На возведение «лжестены» ушло недели две – работали неспешно, таская кирпичи по несколько штук, здраво рассудив, что если за столько лет тупик никому не понадобился, то уж пару недель как-нибудь да простоит.
Больше в изолированных таким образом тоннелях не нашлось ничего ценного. Турбина воздухонагнетателя, железные гермодвери – и очень много пыли. Разве что городской телефон в бытовке за порталом – он, как выяснилось, работал и даже был подключен к городской сети.
Осмотрев подземный схрон, Геннадий одобрил сделанную работу. Слабое место осталось одно – тот самый заброшенный подвал, из которого вел под землю вентиляционный колодец. Но тут уж делать было нечего – ни о каких попытках арендовать подвал речи быть не могло. Организация, занимавшая дом, проходила по ведомству министерства культуры и была настоящим оплотом старого режима: «Нас не трогают, и слава богу». С одной стороны, это неплохо – можно было надеяться, что подвалом еще лет двадцать никто не заинтересуется, а с другой – все попытки хотя бы на время завладеть ценным объектом были заранее обречены на провал.
В итоге были выработаны простейшие меры безопасности: у всех гермозатворов, перегораживающих коридор, Дрон не только снял штурвалы кремальер со стороны вентшахты, но и, матерясь, срезал болгаркой граненые штыри, на которые они насаживались. Теперь отпереть гермозатворы можно было лишь со стороны портала; проход со стороны вентшахты открывался с обратной стороны строго по графику, и никак иначе. Сами гермозатворы внушали уважение – ни ножовкой, ни монтировкой их было не вскрыть, так что случайно забредших в подземелье диггеров можно было не опасаться.

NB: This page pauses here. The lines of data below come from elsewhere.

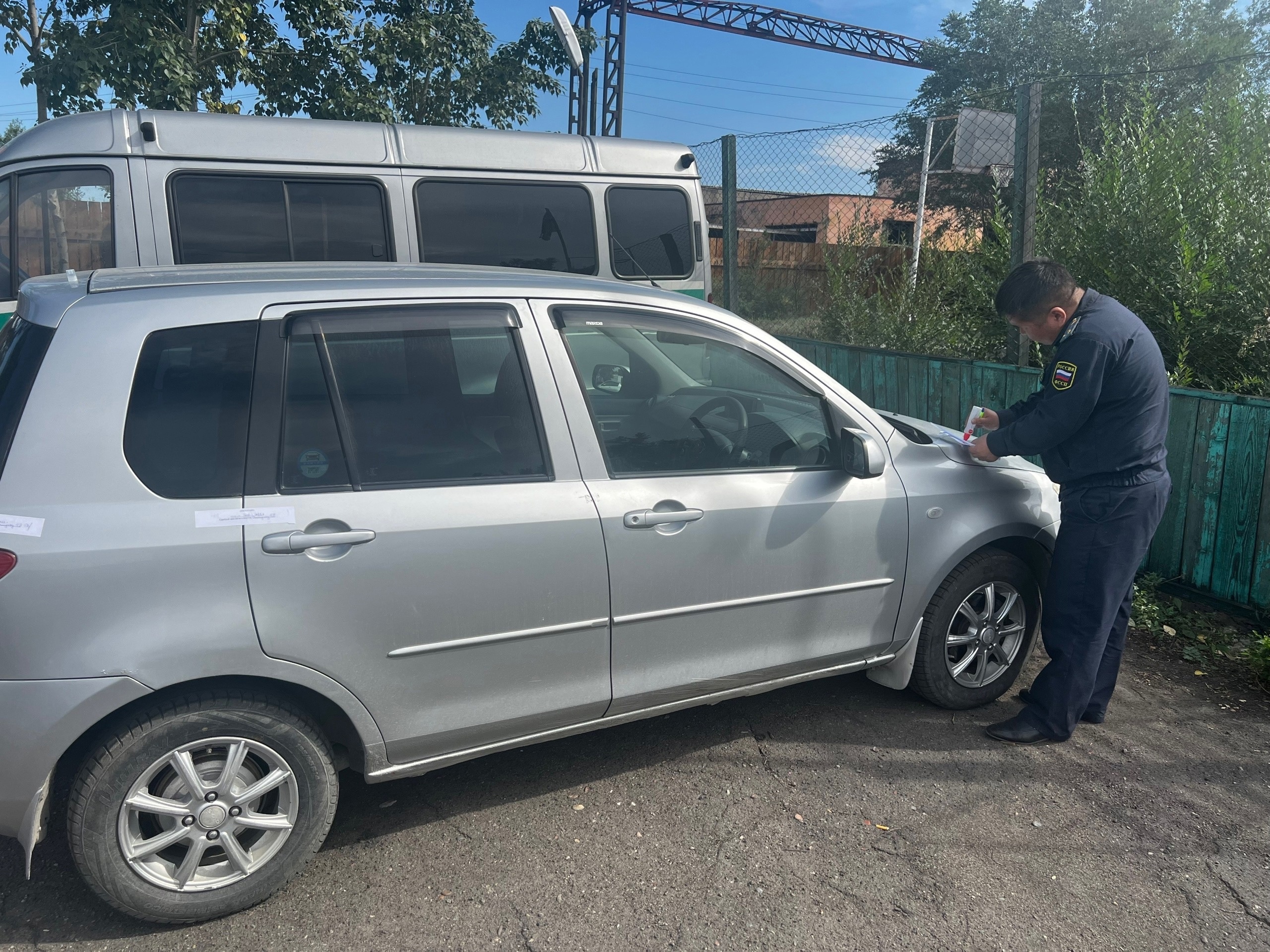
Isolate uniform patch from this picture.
[1054,360,1076,390]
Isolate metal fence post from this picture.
[1006,82,1041,367]
[719,136,738,313]
[908,119,935,288]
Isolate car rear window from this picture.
[0,317,54,472]
[608,185,696,278]
[123,321,258,499]
[172,174,390,264]
[414,179,596,274]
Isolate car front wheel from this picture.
[67,691,339,923]
[909,549,1040,710]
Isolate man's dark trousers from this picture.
[1022,474,1171,740]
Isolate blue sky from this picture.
[0,0,969,145]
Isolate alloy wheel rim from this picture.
[944,581,1027,688]
[118,737,300,892]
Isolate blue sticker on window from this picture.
[296,449,330,480]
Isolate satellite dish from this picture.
[551,6,581,71]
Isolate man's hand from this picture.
[966,436,1000,463]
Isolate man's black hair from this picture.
[993,258,1076,321]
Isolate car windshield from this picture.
[563,308,833,475]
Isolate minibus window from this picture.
[608,185,696,278]
[0,179,14,301]
[414,179,597,274]
[11,169,114,290]
[172,174,390,264]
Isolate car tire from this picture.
[67,689,339,923]
[909,549,1040,711]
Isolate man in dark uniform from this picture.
[970,260,1171,744]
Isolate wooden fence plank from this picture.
[966,367,1007,413]
[939,363,965,429]
[1248,443,1270,608]
[923,360,944,422]
[895,357,916,416]
[1182,400,1231,589]
[826,344,851,386]
[846,351,861,396]
[856,354,880,406]
[1210,404,1270,601]
[1147,394,1200,579]
[908,360,931,420]
[884,354,899,411]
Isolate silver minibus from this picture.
[0,109,710,317]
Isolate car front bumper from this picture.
[0,676,150,877]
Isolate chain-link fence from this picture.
[695,109,1015,350]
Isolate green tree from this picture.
[0,0,98,122]
[256,0,581,128]
[68,0,279,112]
[879,0,1268,211]
[1038,93,1270,394]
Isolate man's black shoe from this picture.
[988,714,1052,744]
[1015,688,1106,723]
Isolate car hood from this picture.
[879,411,1044,472]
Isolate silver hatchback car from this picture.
[0,265,1058,923]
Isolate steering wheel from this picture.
[689,396,749,461]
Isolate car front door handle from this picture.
[622,509,705,530]
[260,530,375,555]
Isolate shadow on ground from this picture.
[0,635,1270,951]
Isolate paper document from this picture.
[0,515,45,536]
[194,505,296,530]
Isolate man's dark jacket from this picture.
[988,290,1168,489]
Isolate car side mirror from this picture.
[590,363,631,394]
[842,426,887,480]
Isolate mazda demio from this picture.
[0,264,1058,923]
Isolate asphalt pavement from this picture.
[0,642,1270,952]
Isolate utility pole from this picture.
[908,118,935,288]
[719,136,739,313]
[1006,82,1043,367]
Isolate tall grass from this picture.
[1038,94,1270,394]
[808,94,1270,395]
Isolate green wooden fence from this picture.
[782,338,1270,608]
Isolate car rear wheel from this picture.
[67,691,339,923]
[909,549,1040,710]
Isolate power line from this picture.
[626,90,894,128]
[626,71,919,107]
[626,62,908,103]
[626,108,755,136]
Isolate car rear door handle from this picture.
[260,530,375,555]
[622,509,705,530]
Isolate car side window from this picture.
[170,173,391,264]
[123,321,259,499]
[553,307,835,477]
[279,306,549,492]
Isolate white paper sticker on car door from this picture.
[0,515,45,536]
[194,505,296,535]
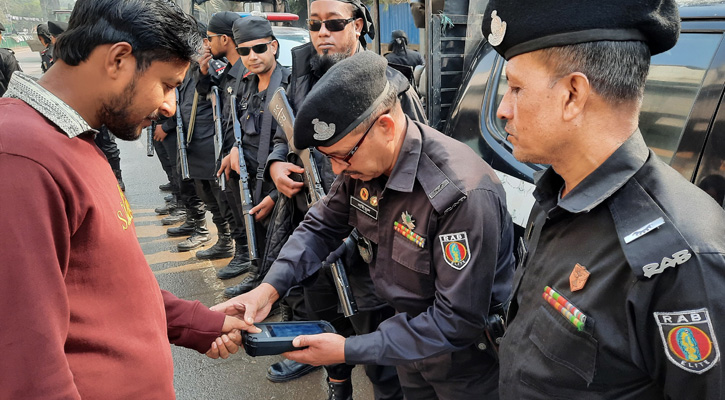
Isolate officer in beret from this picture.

И тем не менее Геннадий категорически запретил устраивать в подземелье двадцать первого века любые объекты: склад, базу – ничего. Даже порядок в бытовке наводить запретил. Соратники согласились – перед любым визитером откроется картина запустения, длящегося не один десяток лет, и никаких следов «свежей» активности!
Так что все, переправленное из будущего, пришлось складировать на той стороне. Благо квартал, в котором расположился вход в подземелье, был застроен какими-то лабазами; первые этажи угрюмых домов (ничуть не изменившихся внешне за сто тридцать лет) оказались заняты грязноватыми лавчонками, торгующими чем попало – от конской упряжи до луженой посуды. Никаких государственных контор, никакого средоточия имперской власти, каким стал Кремль в позднейшие времена, здесь и в помине не было – повсюду пузырилось, распространяя запахи гнили и дешевой кухни, море мелкой торговлишки, в котором можно было скрыть все что угодно.
Так что снять подходящее помещение оказалось проще простого: оно нашлось прямо в том самом дворе, где находился заветный подвал. Он достался Бригаде как бы в нагрузку за дополнительные три рубля в месяц – и с этого момента они могли творить там все, что хотели. Хлипкая щелястая дверь немедленно была заменена на крепкую, дубовую; перед ней приладили солидную кованую решетку. В комнатах наверху постоянно дежурили «бригадовцы» из числа набранных Дроном ветеранов майдана – пока таких рекрутов удалось «привлечь» десятка полтора. Неделю назад их по одному-два начали перебрасывать в прошлое.
Узнав о том, в какие игры на самом деле предстоит теперь играть, новички с упоением окунулись в жизнь «зазеркалья», так что забот Дрону прибавилось – надо было держать буйных подчиненных в ежовых рукавицах. Пару раз доходило до мордобоя; а однажды Дрон в ответ на заявление в стиле «не нравится – не надо, я и без вас проживу» – заявил бунтовщику, что из Бригады он выйдет теперь только с пулей с башке, причем либо по ту, либо по эту сторону портала. Впрочем, пока дисциплину в рядах удавалось поддерживать на должном уровне.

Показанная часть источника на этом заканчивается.